Según un reciente trabajo de la Universidad de Oxford, la mayor parte de gobiernos, tanto autoritarios como democráticos, “emplea un número significativo de personas y recursos para gestionar y manipular a la opinión pública en línea, a veces dirigiéndose al público interno y otras veces al público exterior”. Dicha manipulación, sostiene el documento, “ha pasado de ejercerse por unidades militares que experimentan con la manipulación de la opinión a través de las redes sociales a hacerse por empresas de comunicación estratégica que toman contratos de los gobiernos”.

En esta guerra virtual por el relato –  por definir qué es justo y qué no – que se juega en las redes al interior de los países, pero también internacionalmente, al ciudadano, parece, sólo le cabe practicar un escepticismo sistemático. Éste se traduce en preguntarse siempre quién dice qué y por qué. También en desconfiar, especialmente, de los relatos maniqueos carentes de matices, los que se repiten con las mismas palabras una y otra vez, los que no aportan datos concretos u omiten las fuentes de estos datos. Se traduce, finalmente, en contrastar el mayor número de fuentes posible. La paradoja de la era digital es que, si bien la manipulación de la información es, aparentemente, más sofisticada, el ciudadano dispone, en principio, de más herramientas para contrastarla. Otra cosa es que todos los ciudadanos estén dispuestos a dedicarle a esta labor de esclarecimiento el tiempo y la energía que, sin duda, exigen. En ese caso, para posicionarse sobre qué es justo y qué no, sólo queda la intuición – nuestra corazonada junto con nuestra experiencia – a sabiendas de que se nos puede estar engañando.

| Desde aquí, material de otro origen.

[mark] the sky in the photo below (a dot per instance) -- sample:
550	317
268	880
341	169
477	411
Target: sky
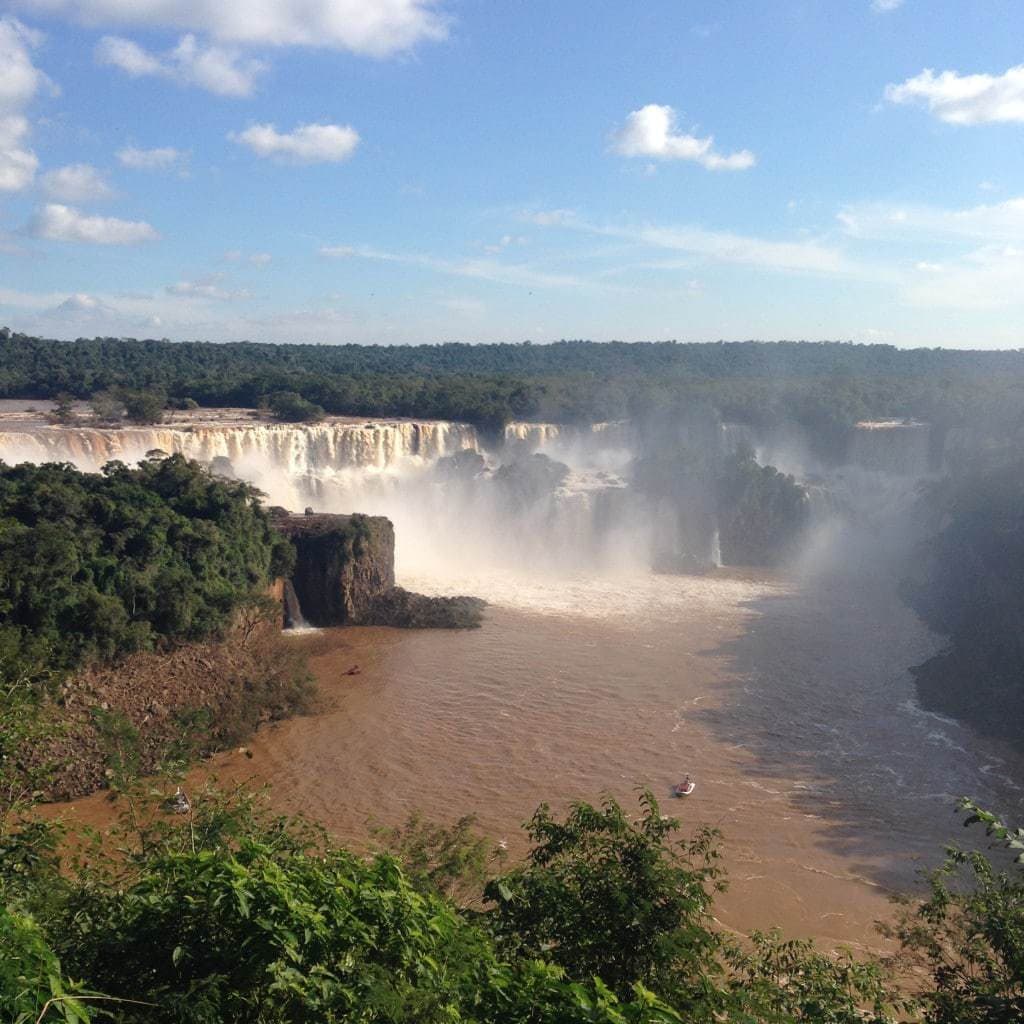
404	171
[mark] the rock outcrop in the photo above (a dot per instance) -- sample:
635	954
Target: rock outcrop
344	576
343	564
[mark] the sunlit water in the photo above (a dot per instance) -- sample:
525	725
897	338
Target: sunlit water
787	697
788	700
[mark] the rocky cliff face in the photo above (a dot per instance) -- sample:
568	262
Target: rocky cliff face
343	564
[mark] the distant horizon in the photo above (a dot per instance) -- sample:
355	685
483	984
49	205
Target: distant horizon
525	342
529	341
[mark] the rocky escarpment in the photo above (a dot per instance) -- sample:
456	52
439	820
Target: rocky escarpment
342	564
344	576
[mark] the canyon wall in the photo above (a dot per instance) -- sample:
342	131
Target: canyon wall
343	564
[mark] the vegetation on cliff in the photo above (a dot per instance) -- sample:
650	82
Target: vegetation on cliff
93	566
231	915
762	512
968	584
133	611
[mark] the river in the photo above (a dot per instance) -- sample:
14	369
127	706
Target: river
788	696
787	699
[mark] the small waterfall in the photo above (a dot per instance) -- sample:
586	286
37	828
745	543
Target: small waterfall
294	620
716	549
895	446
530	436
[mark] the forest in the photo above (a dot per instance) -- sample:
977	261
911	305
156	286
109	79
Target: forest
235	916
824	387
93	566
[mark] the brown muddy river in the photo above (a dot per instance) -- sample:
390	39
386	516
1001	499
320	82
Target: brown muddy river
790	705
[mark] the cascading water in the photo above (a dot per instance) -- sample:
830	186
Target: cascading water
294	620
552	500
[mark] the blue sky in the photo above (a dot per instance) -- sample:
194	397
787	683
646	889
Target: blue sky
398	171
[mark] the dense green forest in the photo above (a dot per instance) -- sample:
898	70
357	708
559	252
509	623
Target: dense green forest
968	584
95	565
232	916
823	386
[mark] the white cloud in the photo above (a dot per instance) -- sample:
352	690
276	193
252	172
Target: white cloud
377	28
17	164
549	218
65	223
206	288
223	72
150	160
990	278
965	99
76	183
650	131
518	275
504	243
464	306
20	80
307	144
987	222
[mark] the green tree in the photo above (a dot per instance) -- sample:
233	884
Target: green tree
143	407
603	896
969	933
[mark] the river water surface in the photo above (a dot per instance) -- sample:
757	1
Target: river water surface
788	700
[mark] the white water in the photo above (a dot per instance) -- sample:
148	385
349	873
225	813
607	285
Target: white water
486	519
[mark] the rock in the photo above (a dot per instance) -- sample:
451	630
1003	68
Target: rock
342	564
408	610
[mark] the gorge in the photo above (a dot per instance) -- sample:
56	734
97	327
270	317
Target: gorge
591	674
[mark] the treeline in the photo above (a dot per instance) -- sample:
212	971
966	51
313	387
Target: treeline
231	916
824	387
93	566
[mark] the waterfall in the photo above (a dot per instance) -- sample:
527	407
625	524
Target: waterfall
294	620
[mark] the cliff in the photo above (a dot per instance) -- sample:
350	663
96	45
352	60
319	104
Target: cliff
344	576
343	563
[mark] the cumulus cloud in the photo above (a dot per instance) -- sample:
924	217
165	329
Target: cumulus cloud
17	163
76	183
150	160
650	131
220	71
965	99
206	288
20	80
376	28
64	223
307	144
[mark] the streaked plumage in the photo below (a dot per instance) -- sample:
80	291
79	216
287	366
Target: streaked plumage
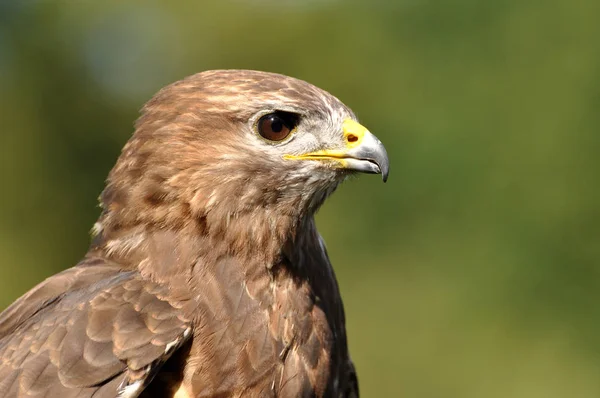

*Este artículo, en una versión algo más breve, se publicó originalmente en la sección de Opinión de El País el 24 de noviembre de 2017.

Un pensamiento en “El relato de las redes

  1. Muchas gracias, Olivia, como siempre, un excelente texto para la reflexión. Desde mi perspectiva, resulta al menos curioso el insistente cuestionamiento que están haciendo muchos medios de comunicación tradicionales acerca de la veracidad de la información vertida en las redes sociales en tiempos recientes. Digo que es cuando menos curioso porque hasta hace no mucho tiempo, como bien mencionas, las redes sociales eran precisamente ensalzadas por estos mismos medios como fuente de libre expresión y remedios efectivas contra la censura. A primera vista, tengo la impresión de que estos ataques – y lo digo en términos generales porque desde luego no pienso que todo lo que se produzca en las redes sociales sea verídico – parecen explicarse en buena medida como una ofensiva de marketing de mercado contra aquellos medios alternativos que están ganando espacio a los tradicionales. Es decir, se trata de recuperar audiencia a través de desprestigiar a la competencia. De ser cierto esto ¿no tendrían los medios tradicionales que hacerse una reflexión seria y profunda sobre las razones que han llevado al ciudadano común a informarse por otros medios? ¿No sería más sensato para los medios competir con las redes sociales a través de mejorar la calidad y veracidad de sus contenidos en lugar de emprender una guerra de desprestigio contra ellas?